ANALYSIS
When President Jacob Zuma finished delivering his last January 8 statement on Sunday, he acknowledged the crowd, turned around and received congratulations from Cyril Ramaphosa, his deputy, and Gwede Mantashe, the African National Congress' (ANC) secretary-general.
The first person he engaged with after returning to his seat from the podium, however, was State Security Minister David Mahlobo. After Ramaphosa and Mantashe shook Zuma's hand, Mahlobo moved in and had a brief conversation with the ANC leader. Zuma quizzed him about something, shook his head and Mahlobo retreated.
Mahlobo was quite the man-about-town during the rain-soaked event at Soweto's Orlando Stadium to celebrate the founding of the ANC 105 years ago. The minister -– who blocked cellphone signals in Parliament two years ago to protect his boss being embarrassed –- was all over the place: hugging somebody here, cracking a joke there, fist-bumping someone else at the DJ box (yes, there was a DJ on stage).
He will be quite a significant player over the next 11 months while Ramaphosa and Nkosazana Dlamini-Zuma slug it out to succeed Zuma. Security and intelligence services will be in the thick of it while camps, factions and branches position themselves, bribe each other and flat out intimidate before around 4 500 ANC members vote for a new leadership in December. Intelligence will be the name of the game and even though the State Security Agency has no business involving themselves in succession politics, spies will tap phones and intercept communication between everybody involved. Just like crime intelligence and the erstwhile National Intelligence Agency did during the Zuma-Thabo Mbeki matchup in 2007.
And Mahlobo will be the spymaster.
'UNITY AND INTEGRITY'
The ANC went to great pains to massage the assembled media in the southern stand about the central theme of the NEC's statement (the January 8 message is a collective NEC one, not the president's political overview): unity. Mantashe, along with Zweli Mkhize (treasurer-general) and Lindiwe Zulu (senior NEC member) did the rounds in die media area emphasising the focus on unity, denouncing factionalism and berating the ANC's women's league for going public about their support for Dlamini-Zuma. Zuma's speech, indeed, was built around the theme.
"Divisive tendencies such as factionalism, gatekeeping and manipulation of internal processes exist at all levels of the ANC, the leagues, the alliance and the mass democratic movement. These tendencies inhibit our ability to give decisive leadership to society," he said.
"The people have told us that we are too busy fighting each other and we do not pay sufficient attention to their needs. Our own research and interactions with members of the ANC demonstrate clearly that the people abhor the apparent preoccupation with personal gain."
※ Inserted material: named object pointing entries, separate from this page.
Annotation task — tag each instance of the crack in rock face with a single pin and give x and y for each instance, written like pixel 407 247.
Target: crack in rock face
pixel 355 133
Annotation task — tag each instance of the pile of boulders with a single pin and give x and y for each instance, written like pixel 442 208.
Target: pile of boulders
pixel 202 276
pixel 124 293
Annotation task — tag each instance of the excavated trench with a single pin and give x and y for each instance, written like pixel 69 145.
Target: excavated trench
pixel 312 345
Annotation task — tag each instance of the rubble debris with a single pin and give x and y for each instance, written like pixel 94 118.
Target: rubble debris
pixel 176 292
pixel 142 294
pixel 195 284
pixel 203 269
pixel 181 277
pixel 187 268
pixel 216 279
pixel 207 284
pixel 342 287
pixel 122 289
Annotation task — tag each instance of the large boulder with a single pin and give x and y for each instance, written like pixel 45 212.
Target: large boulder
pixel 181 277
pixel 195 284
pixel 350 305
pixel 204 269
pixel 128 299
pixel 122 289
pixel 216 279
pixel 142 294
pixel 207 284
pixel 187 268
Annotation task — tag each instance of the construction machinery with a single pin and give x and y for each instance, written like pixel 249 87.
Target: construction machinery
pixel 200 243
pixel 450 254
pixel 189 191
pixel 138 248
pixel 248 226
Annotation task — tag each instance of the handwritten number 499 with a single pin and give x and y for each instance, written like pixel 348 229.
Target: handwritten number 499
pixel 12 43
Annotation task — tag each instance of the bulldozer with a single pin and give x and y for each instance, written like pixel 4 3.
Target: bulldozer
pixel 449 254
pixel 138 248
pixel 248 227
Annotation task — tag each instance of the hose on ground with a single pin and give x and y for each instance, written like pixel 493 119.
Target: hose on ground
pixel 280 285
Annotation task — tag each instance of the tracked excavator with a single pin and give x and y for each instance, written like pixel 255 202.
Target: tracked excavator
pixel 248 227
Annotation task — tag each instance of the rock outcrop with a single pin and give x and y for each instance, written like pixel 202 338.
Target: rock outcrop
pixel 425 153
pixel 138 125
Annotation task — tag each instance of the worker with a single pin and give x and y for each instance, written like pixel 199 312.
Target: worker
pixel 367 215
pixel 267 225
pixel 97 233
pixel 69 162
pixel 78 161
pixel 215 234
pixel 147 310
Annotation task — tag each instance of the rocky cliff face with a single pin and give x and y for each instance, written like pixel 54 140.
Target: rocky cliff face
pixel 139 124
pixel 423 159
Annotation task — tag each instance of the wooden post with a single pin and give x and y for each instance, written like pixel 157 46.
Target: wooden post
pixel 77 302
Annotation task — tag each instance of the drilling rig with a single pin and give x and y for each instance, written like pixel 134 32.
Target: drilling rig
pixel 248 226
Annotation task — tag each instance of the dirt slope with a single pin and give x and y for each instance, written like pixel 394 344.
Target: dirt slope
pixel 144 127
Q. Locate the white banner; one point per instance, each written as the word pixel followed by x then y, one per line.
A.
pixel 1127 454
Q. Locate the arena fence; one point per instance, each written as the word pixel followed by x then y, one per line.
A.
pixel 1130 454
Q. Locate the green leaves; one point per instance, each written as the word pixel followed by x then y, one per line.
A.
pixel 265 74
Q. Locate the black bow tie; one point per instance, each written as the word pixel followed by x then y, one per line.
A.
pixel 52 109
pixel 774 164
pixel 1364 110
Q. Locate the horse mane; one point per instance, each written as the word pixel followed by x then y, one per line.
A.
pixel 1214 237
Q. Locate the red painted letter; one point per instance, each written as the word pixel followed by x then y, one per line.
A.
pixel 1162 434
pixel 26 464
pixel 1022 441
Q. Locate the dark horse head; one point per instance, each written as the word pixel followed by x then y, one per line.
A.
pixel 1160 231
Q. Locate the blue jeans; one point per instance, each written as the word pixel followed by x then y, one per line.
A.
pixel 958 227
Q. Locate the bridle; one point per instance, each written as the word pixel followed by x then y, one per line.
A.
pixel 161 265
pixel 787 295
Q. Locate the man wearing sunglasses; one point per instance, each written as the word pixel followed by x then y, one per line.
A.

The ANC acknowledged the damage corruption, cronyism and factionalism have wrought on the governing colossus –- the poor local government election results were also cited in Zuma's speech. Mantashe and Mkhize also did not shy away from this in their interactions with the media beforehand and in the buildup last week. Mantashe said as much on every stage he took: corruption is rife in the party, from top to bottom, and will destroy it if left unchecked.
Some lines in the statement must have grated as Zuma delivered them: "The only noble fight we must engage in is a fight to serve the people and not ourselves ... leaders who are in positions for nefarious reasons contribute to our decline ... we accept we have made mistakes, we shall correct them ... cadres' morality does not allow for personal ambition or factional conspiracies ..."
The NEC statement has established the framework and set the tone for how the party's leadership would like the contest between Ramaphosa, Dlamini-Zuma and all-comers to play out over the next 11 months: debate should take place at branch level, centred around the values the party wants to see embodied in its leader, without manipulation, bribing or factionalism.
REALITY VERSUS WISHFUL THINKING
As far as politics is concerned (we haven't even started debating the policy issues the NEC, via Zuma, highlighted), the statement was a call for ANC members to return to the party's founding vision of humility and people-centred service, with the 100 birthday of Oliver Tambo as the crutch.
"We will root out corruption, factionalism, buying of members and gatekeeping. ANC members must be living examples of the values of service, selflessness, integrity and discipline. Members must be vigilant in protecting the internal democratic practices and traditions of our Movement. The ANC continues to act against all forms of ill-discipline and we will not hesitate to use the full force of our existing procedures to combat gatekeeping, corruption and abuse of organisational processes," Zuma said.
The reality of course is much different. The person reading the speech has been anything but selfless (Nkandla), or acting with integrity (state capture) or discipline (Nenegate).
Zuma won the destructive leadership contest with Mbeki by playing dirty. The only way to get to the top of the very greasy black, green and yellow leadership pole is to ensure the support of enough branches come December, be certain the gatekeepers that certify branches let your guys through and hope the other guy has more skeletons in his closet than you do.
And that's where Mahlobo, who on Sunday waltzed from NEC member to NEC member exchanging laughs and shoulder bumps, comes in. He knows it all.